Нет нужды ссылаться на личностные качества, чтобы объяснить тот факт, что все три программы были амбициозными. Скорее это сходство отражало идеологическое наследие советского режима; советская политическая организация способствовала напористой манере лидерства и порождала ожидания, что лидер, консолидировав власть, наметит программу всестороннего прогресса внутри страны и за рубежом. Идеологическое наследие, в свою очередь, порождало ожидание того, что победитель обеспечит динамичное и разностороннее лидерство, продвигающее страну вперед посредством крупномасштабных кампаний. «Руководящая роль партии» усиливалась и подтверждалась проведением таких кампаний. Советское руководство мировым коммунистическим движением в сочетании со статусом этой страны как великой державы еще больше усиливало надежды на амбициозное, убедительное, показательное лидерство внутри страны и за рубежом.
Однако для объяснения различий в содержании этих всеобъемлющих программ необходимо задействовать и другие специфические факторы. Например, программа Горбачева была основана на тех убеждениях, которые он выработал как реформатор-коммунист за два десятилетия, предшествовавших его избранию на пост генерального секретаря (см. главу вторую). Гипотетическая «программа Лигачева» выглядела бы иначе. Программа Хрущева отражала его стремление реализовать различные элементы марксистского видения общества и ленинского видения политики (как это изложено у Ленина в «Государстве и революции»). Программа Брежнева отражала его (и его соратников) разочарование в хрущевском утопизме, а также разочарование его политических союзников в реформаторстве.

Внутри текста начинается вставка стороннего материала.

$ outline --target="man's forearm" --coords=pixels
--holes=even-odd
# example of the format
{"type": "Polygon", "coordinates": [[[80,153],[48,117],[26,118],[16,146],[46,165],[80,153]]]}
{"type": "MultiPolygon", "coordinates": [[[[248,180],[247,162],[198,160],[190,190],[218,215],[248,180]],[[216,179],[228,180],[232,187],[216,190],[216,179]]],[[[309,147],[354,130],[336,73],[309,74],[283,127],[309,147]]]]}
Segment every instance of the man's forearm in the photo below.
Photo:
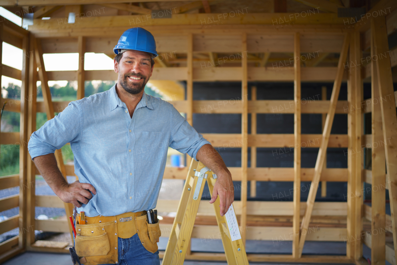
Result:
{"type": "Polygon", "coordinates": [[[231,177],[231,174],[225,164],[222,157],[211,145],[207,143],[202,146],[197,152],[196,158],[201,161],[217,176],[222,177],[227,174],[231,177]]]}
{"type": "Polygon", "coordinates": [[[36,157],[33,161],[46,182],[59,196],[58,191],[68,183],[58,168],[54,154],[51,153],[36,157]]]}

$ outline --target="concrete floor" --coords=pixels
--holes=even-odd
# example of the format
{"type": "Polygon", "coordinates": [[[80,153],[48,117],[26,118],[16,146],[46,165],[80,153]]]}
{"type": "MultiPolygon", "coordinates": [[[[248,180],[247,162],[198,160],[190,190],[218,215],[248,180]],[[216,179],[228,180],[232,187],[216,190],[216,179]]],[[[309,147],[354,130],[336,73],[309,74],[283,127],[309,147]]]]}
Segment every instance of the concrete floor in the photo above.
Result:
{"type": "MultiPolygon", "coordinates": [[[[161,260],[160,260],[161,262],[161,260]]],[[[3,265],[72,265],[70,256],[66,254],[54,254],[38,252],[25,252],[3,263],[3,265]]],[[[186,265],[224,265],[226,262],[211,262],[210,261],[186,261],[186,265]]],[[[251,264],[252,264],[251,263],[251,264]]],[[[289,265],[290,263],[255,263],[260,265],[289,265]]],[[[301,263],[293,263],[293,265],[305,265],[301,263]]],[[[311,265],[315,265],[312,264],[311,265]]],[[[321,265],[326,265],[322,264],[321,265]]]]}
{"type": "MultiPolygon", "coordinates": [[[[164,250],[167,245],[168,239],[161,238],[160,239],[158,243],[159,249],[164,250]]],[[[192,250],[194,251],[223,252],[222,241],[219,240],[208,241],[193,238],[191,247],[192,250]]],[[[247,240],[246,248],[247,252],[249,253],[290,254],[292,251],[292,242],[247,240]]],[[[370,250],[369,251],[369,257],[370,257],[370,250]]],[[[305,254],[346,255],[346,245],[343,242],[308,242],[305,244],[303,253],[305,254]]],[[[368,255],[368,252],[366,253],[368,255]]],[[[15,257],[3,264],[4,265],[53,265],[54,264],[57,265],[71,265],[72,263],[70,256],[68,254],[27,252],[15,257]]],[[[226,263],[187,261],[184,264],[187,265],[224,265],[226,263]]],[[[255,264],[276,265],[276,263],[255,264]]],[[[299,265],[297,263],[294,264],[299,265]]],[[[287,265],[286,263],[277,264],[287,265]]]]}

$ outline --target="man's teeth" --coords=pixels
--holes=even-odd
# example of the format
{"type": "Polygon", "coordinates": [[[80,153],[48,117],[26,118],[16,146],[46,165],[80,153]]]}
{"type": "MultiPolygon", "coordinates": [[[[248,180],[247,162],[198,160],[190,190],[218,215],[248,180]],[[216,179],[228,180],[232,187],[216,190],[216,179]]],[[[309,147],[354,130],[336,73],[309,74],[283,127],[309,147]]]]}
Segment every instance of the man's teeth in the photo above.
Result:
{"type": "Polygon", "coordinates": [[[136,77],[133,76],[130,76],[129,78],[132,78],[133,79],[135,79],[135,80],[139,80],[140,79],[142,78],[142,77],[136,77]]]}

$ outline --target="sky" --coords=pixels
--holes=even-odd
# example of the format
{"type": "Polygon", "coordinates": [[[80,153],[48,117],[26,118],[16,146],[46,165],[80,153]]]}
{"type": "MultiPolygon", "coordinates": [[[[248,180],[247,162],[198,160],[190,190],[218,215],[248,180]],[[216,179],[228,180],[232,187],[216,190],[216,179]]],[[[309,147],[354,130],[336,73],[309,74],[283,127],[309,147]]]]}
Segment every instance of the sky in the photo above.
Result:
{"type": "MultiPolygon", "coordinates": [[[[0,15],[21,26],[22,19],[13,13],[0,7],[0,15]]],[[[11,66],[19,70],[22,69],[22,50],[8,43],[3,43],[2,64],[3,67],[11,66]]],[[[46,71],[73,71],[79,68],[79,54],[57,53],[43,54],[44,66],[46,71]]],[[[112,70],[114,69],[113,60],[103,53],[87,52],[85,54],[85,70],[112,70]]],[[[2,76],[1,87],[7,87],[8,83],[12,83],[21,86],[20,80],[2,76]]],[[[52,86],[57,84],[63,87],[67,83],[67,80],[49,81],[48,85],[52,86]]],[[[38,82],[38,85],[40,84],[38,82]]]]}

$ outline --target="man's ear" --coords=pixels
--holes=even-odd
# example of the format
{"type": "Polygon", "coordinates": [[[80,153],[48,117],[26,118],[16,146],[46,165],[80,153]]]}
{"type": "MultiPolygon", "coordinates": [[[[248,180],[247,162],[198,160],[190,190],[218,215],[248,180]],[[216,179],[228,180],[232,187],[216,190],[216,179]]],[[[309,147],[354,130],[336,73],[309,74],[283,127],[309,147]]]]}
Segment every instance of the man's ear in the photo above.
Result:
{"type": "Polygon", "coordinates": [[[113,59],[113,62],[114,63],[114,72],[115,73],[119,72],[119,64],[116,61],[116,59],[113,59]]]}

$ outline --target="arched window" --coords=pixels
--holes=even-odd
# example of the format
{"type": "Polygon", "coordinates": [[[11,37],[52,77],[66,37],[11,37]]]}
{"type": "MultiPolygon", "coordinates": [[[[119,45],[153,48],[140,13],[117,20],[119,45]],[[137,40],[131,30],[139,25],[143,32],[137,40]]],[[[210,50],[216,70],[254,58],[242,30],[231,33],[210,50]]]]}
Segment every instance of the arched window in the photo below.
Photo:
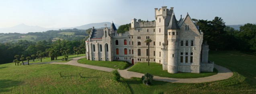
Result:
{"type": "Polygon", "coordinates": [[[100,45],[100,51],[102,51],[102,46],[101,45],[100,45]]]}
{"type": "Polygon", "coordinates": [[[106,44],[106,51],[109,51],[109,45],[106,44]]]}
{"type": "Polygon", "coordinates": [[[127,45],[127,41],[126,41],[126,39],[125,39],[124,40],[123,40],[123,44],[124,45],[127,45]]]}
{"type": "Polygon", "coordinates": [[[140,41],[138,41],[138,45],[140,45],[140,41]]]}
{"type": "Polygon", "coordinates": [[[125,48],[125,55],[127,55],[127,49],[125,48]]]}
{"type": "Polygon", "coordinates": [[[194,46],[194,42],[193,41],[191,41],[191,46],[194,46]]]}
{"type": "Polygon", "coordinates": [[[186,41],[186,46],[188,46],[188,41],[186,41]]]}
{"type": "Polygon", "coordinates": [[[116,54],[117,54],[117,55],[119,55],[119,49],[118,49],[118,48],[116,49],[116,54]]]}
{"type": "Polygon", "coordinates": [[[93,51],[95,51],[95,45],[93,45],[93,51]]]}
{"type": "Polygon", "coordinates": [[[116,45],[118,45],[118,40],[116,40],[116,45]]]}

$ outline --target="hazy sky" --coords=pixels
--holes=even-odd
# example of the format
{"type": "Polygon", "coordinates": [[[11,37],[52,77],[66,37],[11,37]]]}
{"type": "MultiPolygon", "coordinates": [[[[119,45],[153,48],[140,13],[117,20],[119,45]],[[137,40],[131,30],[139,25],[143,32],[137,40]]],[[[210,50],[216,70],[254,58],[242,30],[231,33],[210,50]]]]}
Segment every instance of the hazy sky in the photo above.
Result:
{"type": "Polygon", "coordinates": [[[24,23],[44,27],[68,27],[131,19],[154,20],[154,8],[174,7],[177,19],[188,12],[192,18],[221,17],[226,25],[256,23],[256,0],[1,0],[0,28],[24,23]]]}

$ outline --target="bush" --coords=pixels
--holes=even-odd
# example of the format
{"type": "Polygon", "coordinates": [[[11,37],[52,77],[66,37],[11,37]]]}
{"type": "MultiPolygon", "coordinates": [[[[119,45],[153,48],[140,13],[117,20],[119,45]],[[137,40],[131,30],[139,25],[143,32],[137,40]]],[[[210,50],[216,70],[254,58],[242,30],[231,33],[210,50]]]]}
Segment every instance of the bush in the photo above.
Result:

Но имелось и другое различие между стадиями нахождения на вершине власти Хрущева и Брежнева, с одной стороны, и Горбачева – с другой. И Хрущев, и Брежнев продвигали комплексные программы, куда выборочно включались элементы программ побежденных ими реформистски настроенных политических соперников. Ранее осудив упор Маленкова на легкую и химическую промышленность наряду с его торопливостью в налаживании отношений разрядки с Соединенными Штатами, Хрущев включил обе эти цели в свою программу на 1959–1960 годы, хотя продолжал при этом преследовать цели, которые он установил для себя во время борьбы за преемственность. Точно так же, после поддержки на этапе борьбы за власть тяжелой промышленности и воинственной позиции по отношению к Западу, Брежнев включил в свою политическую пропаганду 1970–1971 годов программу развития легкой промышленности, а также масштабную программу разрядки напряженности, хоть и продолжал преследовать традиционные цели.
Такая частичная реинкорпорация могла быть результатом того, что они ощущали потребность в расширении коалиции на фоне политической незащищенности, с которой сталкивается даже партийный лидер на этапе нахождения на вершине в системе, не обещающей фиксированного срока пребывания в должности и сулящей мрачные перспективы в случае ухода[386]
. Какими бы ни были истинные мотивы, это приводит к тому, что программа лидера становится еще более амбициозной, обещая множество благ максимально широкой аудитории.Примечательно, что Горбачев не прибегал к избирательной реинкорпорации. Столкнувшись в 1985–1986 годах с неспособностью «ускорения» улучшить экономические показатели и с сохраняющимся тупиком в отношениях между Востоком и Западом, Горбачев не предложил комплексной программы, основанной на сочетании «ускорения» и реформ, жесткой внешней политики и избирательных уступок. Вместо этого он отказался как от «ускорения», так и от традиционалистской внешней политики и предложил всеобъемлющую радикальную программу. Правда, как мы видели в главах пятой и шестой, Горбачев все чаще пытался сдерживать слишком быструю или слишком далеко заходящую радикализацию внутренней политики, но это означает лишь то, что он опасался, как бы чрезмерный радикализм не привел к обратным результатам. Верно также и то, что Горбачев последовательно выступал против видения будущего, которое являлось бы чисто рыночно-капиталистическим или либерально-демократическим; но это означает лишь то, что он на протяжении всех лет своего правления не представлял себя ни капиталистом, ни либеральным демократом. По сравнению с тем, что он предлагал в 1985–1986 годах, радикальные программы Горбачева 1987–1988 годов, хотя и были разработаны с некоторой тактической осторожностью, оставляли довольно мало возможностей традиционалистам внутри режима; поэтому многие консерваторы порвали с ним в политическом плане в 1988–1989 годах. В 1987–1988 годах он не поддался искушению искать безопасную политическую гавань в компромиссной, «промежуточной» программе. Вместо этого он пришел к выводу, что всесторонний переход к новому курсу внутри страны и за рубежом невозможен без трансформации политической системы. Поклонник программы Горбачева мог бы утверждать, что это было частью его «величия» как трансформирующего лидера.